The problem, she told Rep. Kristin Phillips-Hill, R-Windsor Township during a chance encounter, was that although she had a teaching certificate that's recognized in other states and by the U.S. Department of Defense, it wasn't accepted in her native Pennsylvania.
"I didn't think anything of it," Hyson said of her talk with Phillips-Hill. "I thought, this is how it's going to end."
But Phillips-Hill took the complaints and teamed up with Rep. Pam DeLissio, D-Philadelphia and Montgomery counties, to introduce a measure, House Bill 2078, that would expedite the teacher certificate application process by the state Department of Education for members of the military, veterans and their spouses.
The bill: Teachers returning to Pennsylvania with inactive teaching licenses and those with out-of-state licenses often have to jump over unneeded hurdles in order to re-apply or apply for teacher certification in the Keystone State.

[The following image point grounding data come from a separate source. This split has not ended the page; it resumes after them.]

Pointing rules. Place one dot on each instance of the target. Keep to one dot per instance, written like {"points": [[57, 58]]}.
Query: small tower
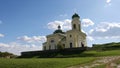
{"points": [[76, 24]]}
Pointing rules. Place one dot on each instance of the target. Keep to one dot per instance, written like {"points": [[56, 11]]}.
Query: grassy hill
{"points": [[76, 59]]}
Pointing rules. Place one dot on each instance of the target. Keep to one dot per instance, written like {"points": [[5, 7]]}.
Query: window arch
{"points": [[82, 45], [70, 45]]}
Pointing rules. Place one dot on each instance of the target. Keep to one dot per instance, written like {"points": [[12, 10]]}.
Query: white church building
{"points": [[73, 38]]}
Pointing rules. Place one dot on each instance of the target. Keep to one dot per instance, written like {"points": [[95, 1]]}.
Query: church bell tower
{"points": [[76, 24]]}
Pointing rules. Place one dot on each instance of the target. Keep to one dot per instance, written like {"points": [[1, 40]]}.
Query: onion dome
{"points": [[75, 15]]}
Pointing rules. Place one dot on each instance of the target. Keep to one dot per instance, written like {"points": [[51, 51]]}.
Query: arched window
{"points": [[70, 45], [82, 45], [74, 26]]}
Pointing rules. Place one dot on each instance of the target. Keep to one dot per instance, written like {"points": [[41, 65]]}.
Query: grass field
{"points": [[85, 57], [43, 62]]}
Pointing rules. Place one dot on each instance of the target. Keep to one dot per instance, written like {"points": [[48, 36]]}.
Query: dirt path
{"points": [[108, 61]]}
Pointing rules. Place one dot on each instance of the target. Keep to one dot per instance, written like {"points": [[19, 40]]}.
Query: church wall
{"points": [[53, 41]]}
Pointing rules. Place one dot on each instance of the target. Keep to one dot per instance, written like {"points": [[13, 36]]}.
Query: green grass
{"points": [[100, 53], [43, 62]]}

Currently 42 states expedite the review of teacher licenses for members of the military and their spouses, Phillips-Hill said during a Monday news conference at the Capitol building in Harrisburg.
The bipartisan bill also puts a limit on administrative fees paid to the state to a $25 professional discipline fee and a $10 certification fee.

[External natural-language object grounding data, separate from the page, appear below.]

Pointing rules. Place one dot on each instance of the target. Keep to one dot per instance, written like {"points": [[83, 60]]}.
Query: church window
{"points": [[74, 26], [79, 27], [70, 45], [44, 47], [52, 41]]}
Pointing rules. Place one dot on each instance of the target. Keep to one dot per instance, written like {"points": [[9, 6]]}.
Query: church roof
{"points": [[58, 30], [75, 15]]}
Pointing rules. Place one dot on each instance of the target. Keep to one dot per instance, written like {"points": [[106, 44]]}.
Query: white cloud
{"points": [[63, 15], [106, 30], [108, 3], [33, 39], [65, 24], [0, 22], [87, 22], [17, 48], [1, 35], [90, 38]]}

"It lets them know we have their backs in Pennsylvania," Phillips-Hill said of the bill.
The bill was unanimously passed out of the House Education Committee on Monday.
New policy: As lawmakers work to move the bill through the legislative process, the Department of Education took matters into its own hands when it announced a new policy that does what the bill proposes to do.
Under the policy that took effect this month, applications for teacher certification from veterans, military members and their spouses will be sped up and a reduced fee will be imposed.
Secretary of Education Pedro Rivera credited Phillips-Hill with bringing the problem to his and the state's attention.
"We had no idea this was even an issue," he said.
Though the policy has been in place for a month, the bill would codify the new policy in law.